Saturday, December 15, 2012

My birthday wish...

I had troubled sleep last night. My mind and heart were still racing from the horrible events of the day and I was still feeling this inner anger long after I laid my head on my pillow.  I woke up groggy and foggy and still feeling out of sorts. Today is my birthday.

I like to joke around with my friends at this time of year. Borrowing from the television commercials we see about the advancing holidays, I usually start mid-November and remind them there only 30 or so days left until my birthday. I know they think I'm serious but, truth is, I am not. Birthdays were always low key events in my family. Oh, we'd have cake and ice cream and there would be birthday cards and the required singing of all the verses of "Happy Birthday to You" and that would be it. I don't recall ever having a big birthday party with friends invited to come over. Our birthdays were family oriented quieter occasions. Today, Alex thought I was disappointed in the way he celebrated my birthday. I was not! Not in the least. We kept it low key, he gave me a great gift and we had Holiday coffee from Starbucks. It was enough for me and was very sweet and nice.

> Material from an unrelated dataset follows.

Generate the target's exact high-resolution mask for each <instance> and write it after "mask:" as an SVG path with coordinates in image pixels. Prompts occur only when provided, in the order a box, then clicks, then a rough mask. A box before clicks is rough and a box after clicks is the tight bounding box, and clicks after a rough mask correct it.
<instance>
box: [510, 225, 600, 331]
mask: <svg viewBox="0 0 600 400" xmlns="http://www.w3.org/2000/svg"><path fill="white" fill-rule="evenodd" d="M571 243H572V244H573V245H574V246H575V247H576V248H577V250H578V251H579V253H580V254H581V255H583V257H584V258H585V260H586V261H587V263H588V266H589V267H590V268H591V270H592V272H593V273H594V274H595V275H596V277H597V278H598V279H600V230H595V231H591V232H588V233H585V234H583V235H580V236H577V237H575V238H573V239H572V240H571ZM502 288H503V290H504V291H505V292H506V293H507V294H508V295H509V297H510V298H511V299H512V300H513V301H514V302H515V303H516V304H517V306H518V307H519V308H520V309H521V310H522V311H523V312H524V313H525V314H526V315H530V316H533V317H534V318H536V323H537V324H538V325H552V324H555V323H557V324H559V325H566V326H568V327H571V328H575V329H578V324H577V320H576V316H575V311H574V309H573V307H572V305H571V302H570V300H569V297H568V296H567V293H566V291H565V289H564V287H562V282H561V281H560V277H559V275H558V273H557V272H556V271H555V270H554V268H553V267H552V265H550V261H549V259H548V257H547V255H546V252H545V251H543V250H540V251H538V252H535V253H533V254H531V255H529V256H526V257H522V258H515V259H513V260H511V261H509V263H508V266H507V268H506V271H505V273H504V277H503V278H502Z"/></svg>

Even though we've celebrated and I felt loved and special it still seems strange to be celebrating at all. I can't stop thinking about the families of those children and teachers in Connecticut. They will never have another birthday. And I've seen a lot of stuff being written about all aspects of the tragedy and some of it strikes me as so much untimely and offensive propaganda that it makes me ill! I understand the yearning to want to understand why these things happen but I cannot tolerate the ignorance and hatred that events like this perpetuate on-line and in the media. When I see it the anger rises up within me once again. And so it has been - back and forth emotionally - with me all day. Wanting to relax and have a birthday celebration and feeling like celebrating anything right now is not appropriate. I know that Life goes on but Death also marches on and I'm tired of these dangerous times where we all seem so determined to help him do it. Hopefully, if we want it bad enough, maybe by the time my birthday rolls around next year, we will see some resolution to the madness that results in innocent people being senselessly killed. That is my birthday wish.